The work proposes a method to detect distribution shifts that matter to a model. The central proposal is to study changes in output of an explanation method (like SHAP) between the shifted datasets. This change is quantified using classifier two-sample test, the output of which is used to detect distribution shifts that matter. Through extensive experiments, the proposed test based on explanation outputs is argued to be more sensitive than multiple baselines.
优点
- Paper is written well with all relevant background explained in main text.
- The idea of detecting relevant distribution shifts through their effect on explanations is original and interesting.
- Work provides intuitive examples to show which distribution shifts can be detected by explanation shifts.

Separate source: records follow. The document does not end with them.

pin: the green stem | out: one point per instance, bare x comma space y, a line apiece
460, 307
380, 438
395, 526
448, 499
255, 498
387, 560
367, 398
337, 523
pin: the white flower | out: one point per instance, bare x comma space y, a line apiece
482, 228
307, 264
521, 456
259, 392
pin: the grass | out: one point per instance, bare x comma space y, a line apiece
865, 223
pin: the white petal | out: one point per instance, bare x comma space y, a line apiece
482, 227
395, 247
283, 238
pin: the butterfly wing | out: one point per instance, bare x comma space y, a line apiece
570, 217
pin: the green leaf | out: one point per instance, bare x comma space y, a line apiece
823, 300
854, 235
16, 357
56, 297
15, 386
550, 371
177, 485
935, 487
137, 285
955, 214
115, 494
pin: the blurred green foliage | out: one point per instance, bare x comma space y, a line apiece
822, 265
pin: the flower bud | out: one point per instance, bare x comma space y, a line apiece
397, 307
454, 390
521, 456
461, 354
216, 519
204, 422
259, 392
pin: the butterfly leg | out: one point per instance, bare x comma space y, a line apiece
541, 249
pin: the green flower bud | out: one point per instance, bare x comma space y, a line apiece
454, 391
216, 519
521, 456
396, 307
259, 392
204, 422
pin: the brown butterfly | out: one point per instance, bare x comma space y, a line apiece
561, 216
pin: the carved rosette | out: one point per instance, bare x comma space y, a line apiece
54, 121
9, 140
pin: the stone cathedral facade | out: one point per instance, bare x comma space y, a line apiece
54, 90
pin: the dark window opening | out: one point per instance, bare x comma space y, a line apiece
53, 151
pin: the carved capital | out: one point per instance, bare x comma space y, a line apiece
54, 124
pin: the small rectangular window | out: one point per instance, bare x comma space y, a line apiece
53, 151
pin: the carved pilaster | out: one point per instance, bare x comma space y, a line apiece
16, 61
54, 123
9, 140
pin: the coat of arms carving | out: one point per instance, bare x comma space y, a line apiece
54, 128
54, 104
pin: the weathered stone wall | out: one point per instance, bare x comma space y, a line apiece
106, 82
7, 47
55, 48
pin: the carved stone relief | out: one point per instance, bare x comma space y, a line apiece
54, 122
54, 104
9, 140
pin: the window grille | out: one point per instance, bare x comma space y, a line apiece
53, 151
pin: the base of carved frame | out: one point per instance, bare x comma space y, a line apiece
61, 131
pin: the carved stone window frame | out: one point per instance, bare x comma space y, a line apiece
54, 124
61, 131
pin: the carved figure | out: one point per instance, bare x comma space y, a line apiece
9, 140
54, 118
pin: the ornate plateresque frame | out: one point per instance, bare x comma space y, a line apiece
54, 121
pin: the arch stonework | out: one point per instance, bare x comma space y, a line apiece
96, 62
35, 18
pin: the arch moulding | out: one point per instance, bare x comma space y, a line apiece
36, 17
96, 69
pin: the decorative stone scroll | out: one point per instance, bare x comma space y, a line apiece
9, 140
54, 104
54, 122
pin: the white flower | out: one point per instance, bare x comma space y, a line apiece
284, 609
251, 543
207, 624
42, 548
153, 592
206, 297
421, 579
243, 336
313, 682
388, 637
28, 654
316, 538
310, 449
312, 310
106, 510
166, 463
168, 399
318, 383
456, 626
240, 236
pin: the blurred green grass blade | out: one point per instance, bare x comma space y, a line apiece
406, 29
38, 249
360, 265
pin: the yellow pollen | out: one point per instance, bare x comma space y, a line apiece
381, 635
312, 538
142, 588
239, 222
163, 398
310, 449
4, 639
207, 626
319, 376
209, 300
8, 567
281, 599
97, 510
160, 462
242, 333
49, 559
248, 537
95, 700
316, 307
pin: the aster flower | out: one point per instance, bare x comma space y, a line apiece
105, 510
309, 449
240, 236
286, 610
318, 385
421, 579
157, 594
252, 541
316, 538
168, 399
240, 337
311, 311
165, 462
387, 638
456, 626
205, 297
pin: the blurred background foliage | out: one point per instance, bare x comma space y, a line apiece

- It tackles a significant problem. Interpretability of distribution shifts, including their effect on model behavior, is an under-studied problem.
缺点
- Motivation for considering shifts in explanation is not convincing. This, I believe, is because the goal is not stated concretely to then motivate the solution. The stated goal of investigating interaction between distribution shifts and learned model needs to be further characterized in quantifiable forms. I agree that not every type of distribution shifts are important to detect. The ones that change model behaviour in some meaningful way are important. However, it is unclear to me why explanations, that too Shapley values, is a meaningful or useful summary of model behavior to consider. Say, we care about AUC or any metric of choice to summarize model behavior, we can directly detect shifts in this metric using the same classification pipeline as proposed. If the reason for using explanations is for the interpretability of the shift in model behavior, the problem and solution needs to be stated differently. I think that some of this is addressed in the Appendix by pointing to related work that uses explanations for model debugging, drift detection, or other tasks. This could be used in Introduction to more clearly motivate the approach.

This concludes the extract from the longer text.